For the increased sugar stocks to be sold, the price will need to be below the domestic market prices which are influenced by governmental policy or the domestic sugar industries. The Chinese have been the world’s largest importer this year, but this is likely to fall by half for 2012/13 as a result of governmental support to restock national supply. In India traditionally the world’s second largest exporter, they are now an importer and like the Chinese the domestic price is predicted to be above the world price to encourage domestic production.

Sugar cane crushing in Barbados

Sugar cane crushing in Barbados.

Over the last 4 years, some industrial users of sugar  have switched to using corn syrups as a result of the recent high sugar prices, the difference to corn was 15c/lb in 2011 and is currently 7.6c/lb.

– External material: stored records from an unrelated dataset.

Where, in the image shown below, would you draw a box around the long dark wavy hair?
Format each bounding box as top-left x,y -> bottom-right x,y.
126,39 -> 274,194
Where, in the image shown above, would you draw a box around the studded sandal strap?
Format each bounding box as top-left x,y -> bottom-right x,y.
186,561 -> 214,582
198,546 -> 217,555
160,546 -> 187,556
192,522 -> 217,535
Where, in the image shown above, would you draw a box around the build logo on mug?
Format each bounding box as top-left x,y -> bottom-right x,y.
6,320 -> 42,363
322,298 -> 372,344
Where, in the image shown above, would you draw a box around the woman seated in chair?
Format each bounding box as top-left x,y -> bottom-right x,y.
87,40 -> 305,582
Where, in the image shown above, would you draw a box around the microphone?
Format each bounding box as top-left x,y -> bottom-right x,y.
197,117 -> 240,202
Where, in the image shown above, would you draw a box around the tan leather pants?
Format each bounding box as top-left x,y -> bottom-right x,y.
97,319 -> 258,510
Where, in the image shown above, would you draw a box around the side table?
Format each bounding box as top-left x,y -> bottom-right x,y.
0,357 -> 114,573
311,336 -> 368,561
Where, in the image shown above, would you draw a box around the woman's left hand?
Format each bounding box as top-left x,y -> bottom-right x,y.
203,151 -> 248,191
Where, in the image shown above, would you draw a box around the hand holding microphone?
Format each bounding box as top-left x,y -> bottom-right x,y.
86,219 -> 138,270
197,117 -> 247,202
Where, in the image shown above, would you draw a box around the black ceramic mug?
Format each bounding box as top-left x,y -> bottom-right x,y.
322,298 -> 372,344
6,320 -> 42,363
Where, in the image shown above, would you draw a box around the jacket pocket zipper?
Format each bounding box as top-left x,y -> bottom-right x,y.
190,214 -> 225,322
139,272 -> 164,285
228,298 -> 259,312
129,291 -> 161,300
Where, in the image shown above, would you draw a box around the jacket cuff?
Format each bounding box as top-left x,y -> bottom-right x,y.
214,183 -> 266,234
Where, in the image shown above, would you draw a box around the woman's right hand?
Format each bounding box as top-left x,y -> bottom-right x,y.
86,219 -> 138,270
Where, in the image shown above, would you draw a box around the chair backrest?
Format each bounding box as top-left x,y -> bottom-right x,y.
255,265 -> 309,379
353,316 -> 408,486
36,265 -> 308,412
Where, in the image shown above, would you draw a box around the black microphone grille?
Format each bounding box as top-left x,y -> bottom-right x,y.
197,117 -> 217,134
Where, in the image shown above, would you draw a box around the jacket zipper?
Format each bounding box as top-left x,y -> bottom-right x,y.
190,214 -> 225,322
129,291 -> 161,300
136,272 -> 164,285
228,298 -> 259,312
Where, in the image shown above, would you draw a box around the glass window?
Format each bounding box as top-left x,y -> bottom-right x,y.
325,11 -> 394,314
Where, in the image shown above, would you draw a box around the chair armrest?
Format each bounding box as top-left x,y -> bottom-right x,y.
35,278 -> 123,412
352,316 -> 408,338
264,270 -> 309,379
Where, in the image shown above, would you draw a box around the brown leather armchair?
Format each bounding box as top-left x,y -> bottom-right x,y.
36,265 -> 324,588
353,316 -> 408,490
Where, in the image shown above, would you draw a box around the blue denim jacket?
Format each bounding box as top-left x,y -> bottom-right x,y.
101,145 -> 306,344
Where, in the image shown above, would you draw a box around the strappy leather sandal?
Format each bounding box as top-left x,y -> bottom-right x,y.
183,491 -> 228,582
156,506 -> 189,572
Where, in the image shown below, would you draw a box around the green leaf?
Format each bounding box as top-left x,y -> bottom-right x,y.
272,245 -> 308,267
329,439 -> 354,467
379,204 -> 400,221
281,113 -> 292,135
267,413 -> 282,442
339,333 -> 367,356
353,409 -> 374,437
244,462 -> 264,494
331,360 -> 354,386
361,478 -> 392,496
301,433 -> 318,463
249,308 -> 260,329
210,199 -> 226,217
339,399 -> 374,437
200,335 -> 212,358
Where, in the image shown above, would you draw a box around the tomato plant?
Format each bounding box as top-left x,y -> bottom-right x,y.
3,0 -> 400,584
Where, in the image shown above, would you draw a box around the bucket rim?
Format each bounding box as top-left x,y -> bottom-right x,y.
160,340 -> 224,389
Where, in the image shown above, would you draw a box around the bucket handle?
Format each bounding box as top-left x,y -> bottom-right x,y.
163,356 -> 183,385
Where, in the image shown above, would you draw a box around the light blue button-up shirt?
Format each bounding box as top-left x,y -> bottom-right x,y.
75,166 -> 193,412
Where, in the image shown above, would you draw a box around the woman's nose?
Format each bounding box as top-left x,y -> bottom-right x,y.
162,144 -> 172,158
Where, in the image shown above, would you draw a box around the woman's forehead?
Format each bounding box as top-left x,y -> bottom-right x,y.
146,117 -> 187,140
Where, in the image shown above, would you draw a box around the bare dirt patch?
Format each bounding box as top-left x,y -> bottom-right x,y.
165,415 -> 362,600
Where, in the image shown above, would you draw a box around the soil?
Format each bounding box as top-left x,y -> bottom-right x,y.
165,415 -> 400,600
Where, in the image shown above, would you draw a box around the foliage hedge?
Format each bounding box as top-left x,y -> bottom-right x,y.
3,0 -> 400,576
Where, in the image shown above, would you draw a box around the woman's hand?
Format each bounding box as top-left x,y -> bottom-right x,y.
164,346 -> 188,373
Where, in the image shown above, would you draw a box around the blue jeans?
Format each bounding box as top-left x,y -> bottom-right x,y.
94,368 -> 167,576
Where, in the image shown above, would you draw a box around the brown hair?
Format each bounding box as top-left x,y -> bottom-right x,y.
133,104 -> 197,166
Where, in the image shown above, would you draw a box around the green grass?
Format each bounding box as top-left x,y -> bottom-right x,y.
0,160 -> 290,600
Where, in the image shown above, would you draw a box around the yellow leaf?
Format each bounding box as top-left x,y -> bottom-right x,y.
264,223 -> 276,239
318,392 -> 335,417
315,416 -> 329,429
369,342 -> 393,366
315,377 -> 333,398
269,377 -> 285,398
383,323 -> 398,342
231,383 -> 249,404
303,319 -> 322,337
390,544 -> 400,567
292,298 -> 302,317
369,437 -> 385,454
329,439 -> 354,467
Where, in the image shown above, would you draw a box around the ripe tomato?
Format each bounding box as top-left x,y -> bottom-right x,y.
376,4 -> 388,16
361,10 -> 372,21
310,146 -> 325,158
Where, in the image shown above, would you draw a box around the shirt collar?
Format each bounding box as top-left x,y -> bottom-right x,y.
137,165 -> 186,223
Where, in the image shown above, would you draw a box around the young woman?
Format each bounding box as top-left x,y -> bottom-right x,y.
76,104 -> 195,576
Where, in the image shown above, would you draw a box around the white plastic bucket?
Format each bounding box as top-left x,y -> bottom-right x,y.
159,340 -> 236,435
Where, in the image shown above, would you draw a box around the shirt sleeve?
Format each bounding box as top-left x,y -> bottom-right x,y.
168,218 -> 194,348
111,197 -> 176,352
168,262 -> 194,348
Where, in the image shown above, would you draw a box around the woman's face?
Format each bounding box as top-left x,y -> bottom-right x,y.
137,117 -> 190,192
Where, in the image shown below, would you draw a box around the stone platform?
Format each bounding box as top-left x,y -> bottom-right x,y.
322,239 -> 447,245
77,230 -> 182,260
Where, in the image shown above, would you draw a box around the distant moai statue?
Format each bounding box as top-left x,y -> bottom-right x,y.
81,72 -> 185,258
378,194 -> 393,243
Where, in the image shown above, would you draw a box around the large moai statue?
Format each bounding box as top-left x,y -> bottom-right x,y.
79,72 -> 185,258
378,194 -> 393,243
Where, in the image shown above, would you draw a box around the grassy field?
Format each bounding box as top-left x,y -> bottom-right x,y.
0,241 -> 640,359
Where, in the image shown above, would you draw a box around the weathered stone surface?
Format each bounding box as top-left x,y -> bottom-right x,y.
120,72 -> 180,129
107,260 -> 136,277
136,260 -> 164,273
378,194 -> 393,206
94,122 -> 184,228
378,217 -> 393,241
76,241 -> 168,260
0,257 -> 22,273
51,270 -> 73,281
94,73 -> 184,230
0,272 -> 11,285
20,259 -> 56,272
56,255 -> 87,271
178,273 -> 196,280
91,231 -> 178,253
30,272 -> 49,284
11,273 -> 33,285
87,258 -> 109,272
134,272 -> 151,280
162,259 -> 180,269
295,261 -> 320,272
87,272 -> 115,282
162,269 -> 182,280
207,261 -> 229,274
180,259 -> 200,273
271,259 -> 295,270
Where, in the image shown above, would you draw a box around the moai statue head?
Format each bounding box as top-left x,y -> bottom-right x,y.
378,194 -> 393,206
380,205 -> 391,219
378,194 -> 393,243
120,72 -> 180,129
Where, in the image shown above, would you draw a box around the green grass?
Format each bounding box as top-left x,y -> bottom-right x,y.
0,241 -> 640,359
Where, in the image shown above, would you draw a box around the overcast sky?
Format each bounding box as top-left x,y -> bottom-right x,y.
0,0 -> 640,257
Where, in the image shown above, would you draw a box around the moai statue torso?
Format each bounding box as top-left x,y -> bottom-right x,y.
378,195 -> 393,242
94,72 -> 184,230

This softening of sugar prices and increase in corn price is resulting in industrial users switching back to the more favourable sugar option, particularly in China where they are reliant on corn imports, while the domestic sugar price is reducing, all be it still at a 50% premium to corn. The Chinese government will also limit future corn sweetener production by preventing new processing plants being built.

In Brazil, the world’s largest sugar producer, sales of sugar cane derived ethanol are down 35% due to governmental capped price of 17c/lb compared to the current 20c/lb for sugar. Despite the Brazilian’s continuing increase in demand for fuel, Petrobras the country’s largest petrochemical company made their largest loss for 10 years as a result of having to import gasoline which it loses money on, due to restrictions on cane derived ethanol. From the next crop an additional 2.5 million tonnes of sugar will go to ethanol production, but with predictions of this cane crop being 30 million tonnes bigger than the current crop, this additional uptake will not affect the rising sugar surplus.